「夜の長距離ドライブ(悪夢の土曜日)」


 そう,Takaはウキウキしていた。 部活を気にせず久しぶりに札幌に行けること, 欲しい物が明日には手に入るかもしれないことからだろうか。 俺たちは,たわいもない話をしながら一路札幌へ向けてルート5をひた走っていた。


 あれは何処だったろうか。 約90km/hで快調に走っていたところ,道路の真ん中に何か白い色の物がいた。 しかし,もう,どうすることもできなかったTakaは,仕方なくそのまま走ることにした。 自分の車の腹の下を通そうとしたのだ。 しかし,その瞬間,ドカッ!ガリッ!というような音がした。 もっとも近づいたとき,この「物」動物のように見えた。

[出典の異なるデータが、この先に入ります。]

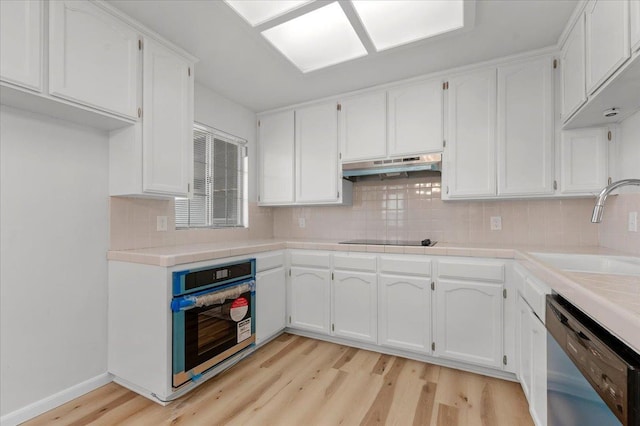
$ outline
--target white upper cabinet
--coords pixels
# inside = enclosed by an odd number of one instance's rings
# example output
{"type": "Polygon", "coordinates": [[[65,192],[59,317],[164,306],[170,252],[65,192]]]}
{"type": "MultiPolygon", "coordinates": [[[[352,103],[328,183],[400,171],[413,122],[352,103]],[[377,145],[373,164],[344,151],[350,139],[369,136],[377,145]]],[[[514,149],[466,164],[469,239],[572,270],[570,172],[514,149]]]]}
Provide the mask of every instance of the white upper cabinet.
{"type": "Polygon", "coordinates": [[[387,96],[368,93],[340,102],[342,161],[373,160],[387,154],[387,96]]]}
{"type": "Polygon", "coordinates": [[[609,176],[607,128],[562,132],[560,193],[593,194],[607,185],[609,176]]]}
{"type": "Polygon", "coordinates": [[[640,50],[640,1],[631,0],[629,13],[631,15],[631,51],[636,52],[640,50]]]}
{"type": "Polygon", "coordinates": [[[42,90],[42,2],[0,1],[0,79],[42,90]]]}
{"type": "Polygon", "coordinates": [[[262,205],[294,201],[294,112],[260,117],[258,126],[260,193],[262,205]]]}
{"type": "Polygon", "coordinates": [[[192,64],[144,41],[143,191],[187,196],[193,180],[192,64]]]}
{"type": "Polygon", "coordinates": [[[49,7],[50,93],[137,118],[138,33],[88,1],[58,0],[49,7]]]}
{"type": "Polygon", "coordinates": [[[553,193],[553,63],[498,67],[498,195],[553,193]]]}
{"type": "Polygon", "coordinates": [[[566,121],[586,101],[584,15],[567,37],[560,57],[561,116],[566,121]]]}
{"type": "Polygon", "coordinates": [[[440,80],[389,90],[390,157],[442,151],[442,92],[440,80]]]}
{"type": "Polygon", "coordinates": [[[595,92],[627,59],[629,2],[597,0],[586,8],[587,92],[595,92]]]}
{"type": "Polygon", "coordinates": [[[443,198],[495,196],[496,70],[449,80],[443,198]]]}
{"type": "Polygon", "coordinates": [[[338,111],[333,102],[296,110],[296,201],[336,203],[338,189],[338,111]]]}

 その後,2人はあの「物」はいったい何だったのだろうかという話をしていた。 Takaは,あの「物」だと思い, 狸をひいてしまったことからウキウキしていた気持ちも醒め, 一気にブルーになったのだった。


 狸をひいたあと,Takaはしきりにそのことを気にしていた。 俺は,ナビシートに身を埋めていたため,あまり気にせずにのほほんとしていた。

「あれ(狸)死んでたよな。全く動かなかったもん。」

 Takaは,俺にそう話し掛けながらTaka自身にそう言い聞かせているようだった。 俺も,その意見に反対はしなかった。 事実,俺もTakaがひく前から狸は死んでいたと思っていたからだ。


 そうこうしているうちに,札幌に到着した。 俺たちは道中狸をひいたことを山杜に話した。 Takaは,狸をひいてしまったこと,それなりの悪路を走破してきたことで疲れ切っていたので, 明日の予定を確認してすぐに眠った。


 いやな思いをした一夜が過ぎ,俺たちは目を覚ました。 いつもの通り,俺たちはボーっとしながら午前中を過ごし,昼頃になってから活動し始めた。


 今日の目的はいろいろあるが,なんといっても買い物だ。 しかし,「腹が減ってはなんとやら」ということで,まずは腹ごしらえに, 何度か行ったことのある近くにある全国チェーンのカレー屋へ向かった。 注文をし,しばらく待っていた。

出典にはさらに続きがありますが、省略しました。